In Defense of Melissa Click
By John K. Wilson
The firing of Communications professor Melissa Click by the University of Missouri has been one of the most prominent cases of academic freedom this year. On Jan. 25, interim Chancellor Hank Foley said the university would "allow due process to play out." That position lasted exactly two days, when the Board of Curators ignored the detailed campus procedures it had approved for removing a professor, and decided to suspend Click on Jan. 27, and then fired her by a 4-2 vote on Feb. 24 after 117 Republican legislators had demanded her dismissal.
The AAUP asked Missouri to end the suspension of Click without due process, and questioned her dismissal. Board Chair Pamela Henrickson (who voted against dismissal) wrote a 10-page letter explaining the Board's reasoning. Claiming "This was not a case about Dr. Click's academic freedom," Henrickson wrote, "The Board supports the normative practice and has no contrary pattern of acting on its own in such matters - indeed, it has not done so in any other case within active memory."
This is a very strange justification for violating due process: We've never done it before, and won't do it again, but it was okay for us to do it one time.
According to the Board, "this case was uniquely challenging. Dr. Click's conduct had been well known for many weeks and was sufficiently egregious that it led to a criminal charge for assault against a student." And they added, "It was only after there had been a failure of any other process to address the seriousness of Dr. Click's conduct that the matter rose to a level where the University's commitment to its educational standards was in serious question and the Board felt compelled to act on its own. At that point, engaging any other process would have allowed those questions to linger for such a time that in the Board's view the effects on the University's educational environment would have been caustic."
In essence, they are admitting that Click's criminal charge (which was quickly dropped) caused negative publicity for the university. There was never a "failure of any other process" because no other process had been started. But they were "compelled" to act because any other process would take too long and allow questions to "linger," which would have a "caustic" effect on the "educational environment." Why was a rush to dismissal so essential that due process had to be ignored?
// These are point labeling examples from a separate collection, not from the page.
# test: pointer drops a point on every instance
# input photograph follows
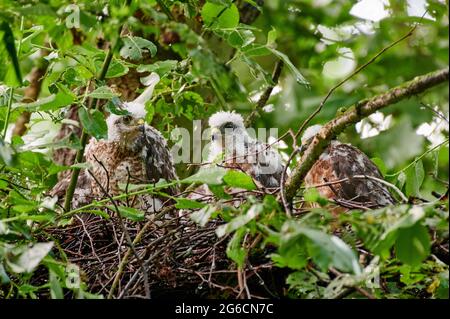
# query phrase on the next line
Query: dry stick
(362, 291)
(283, 178)
(127, 235)
(319, 108)
(266, 95)
(136, 241)
(353, 115)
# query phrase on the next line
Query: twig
(436, 112)
(359, 69)
(124, 261)
(266, 95)
(283, 180)
(127, 235)
(353, 115)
The "caustic" rationale makes very little sense. How could Click have a "caustic" effect on the educational atmosphere if she was already suspended?
The "caustic" standard appears nowhere in any University of Missouri policy, and such a vague standard would allow the dismissal of virtually any professor or student merely for being controversial.
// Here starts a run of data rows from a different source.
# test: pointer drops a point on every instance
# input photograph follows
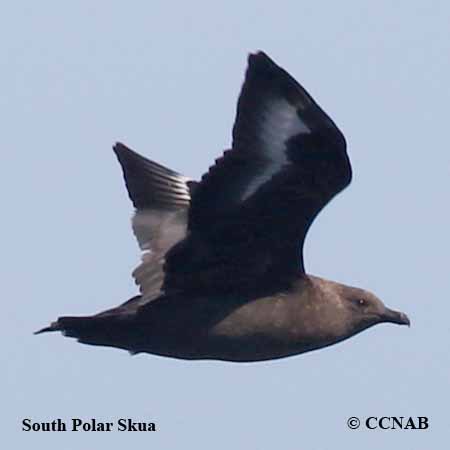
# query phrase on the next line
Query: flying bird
(222, 273)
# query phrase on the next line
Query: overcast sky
(163, 78)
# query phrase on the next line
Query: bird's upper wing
(251, 211)
(161, 198)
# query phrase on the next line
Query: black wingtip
(53, 327)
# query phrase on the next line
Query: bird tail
(108, 330)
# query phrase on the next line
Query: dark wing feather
(161, 198)
(249, 216)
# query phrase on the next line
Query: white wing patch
(280, 122)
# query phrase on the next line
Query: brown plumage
(222, 273)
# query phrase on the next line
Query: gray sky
(164, 78)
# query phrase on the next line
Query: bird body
(222, 274)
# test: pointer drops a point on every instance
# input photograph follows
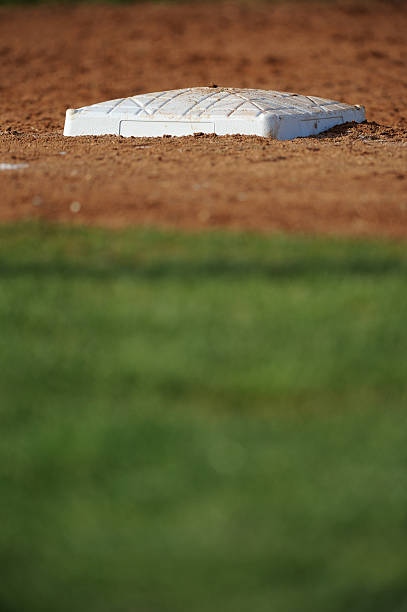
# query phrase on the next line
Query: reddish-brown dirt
(353, 180)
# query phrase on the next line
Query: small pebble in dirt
(75, 207)
(13, 166)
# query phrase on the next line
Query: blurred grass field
(201, 422)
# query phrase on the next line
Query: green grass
(201, 423)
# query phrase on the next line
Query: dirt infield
(353, 180)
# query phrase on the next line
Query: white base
(220, 111)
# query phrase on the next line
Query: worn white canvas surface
(210, 110)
The justification for firing Click lacks any substance. The Board declares that she was fired because of her "call for physical intimidation or violence."
Let's be clear here. The Board is admitting that Click did not commit violence, and that jostling a student's camera was not an act of violence and did not justify her dismissal. Instead, it is claiming that Click's statement, "Hey, who wants to help me get this reporter out of here? I need some muscle over here," was a call for violence.
This is plainly untrue. No one can seriously imagine that Click was demanding that people beat up a photographer. Instead, her call for "muscle" was no different from calling for "security" to help protect a space. The fact that Click was mistaken in her decision does not turn the reasonable call for muscle into a call for violence.
The Board confesses that very fact, because it admits that Click's real crime was that her call for muscle "risked instigating violence." In other words, the call for "muscle" was not itself a call for violence, but instead might cause the muscled people she summoned to "instigate violence." But there was no such violence, and no reasonable expectation that calling for security will cause violence.
Imagine if Click had taken the other side of this dispute, and she had defended the right of photographers to take pictures of the protest camp, and in the chaos had jostled one person and called for "muscle" to help protect the photographers, and then quickly apologized.
No one can seriously imagine she would have been prosecuted or punished, let alone fired, for those actions. It was not her actions, but the side she took, the side of the protesters, that offended legislators and led to her dismissal.
The Board claims that it dismissed Click in "a fundamentally fair manner" by investigating her and holding a hearing. But how could it be fundamentally fair if the whole reason for refusing to follow normal procedures was in order to punish Click more quickly?
The Board had pre-determined that she needed to be punished faster than existing procedures would allow, and so their inevitable conclusion was that she deserved to be punished. Click was then forced to appeal to the very same body which had just concluded that she must be fired. That's not a fundamentally fair process. As Click herself noted, "the Board of Curators, under pressure from a state legislature holding MU's annual budget hostage, has refused to follow those procedures."
I can understand why (although I strongly disagree) some people think that Click's actions should result in her firing.
But there is no rational defense for the manner in which Click has been fired by the Board of Curators: It is a violation of basic standards of due process, campus policies, and academic freedom.
If you support this dismissal of Click, you believe in giving trustees the power to fire any professor, and to expel any student, they deem "caustic" to their interests.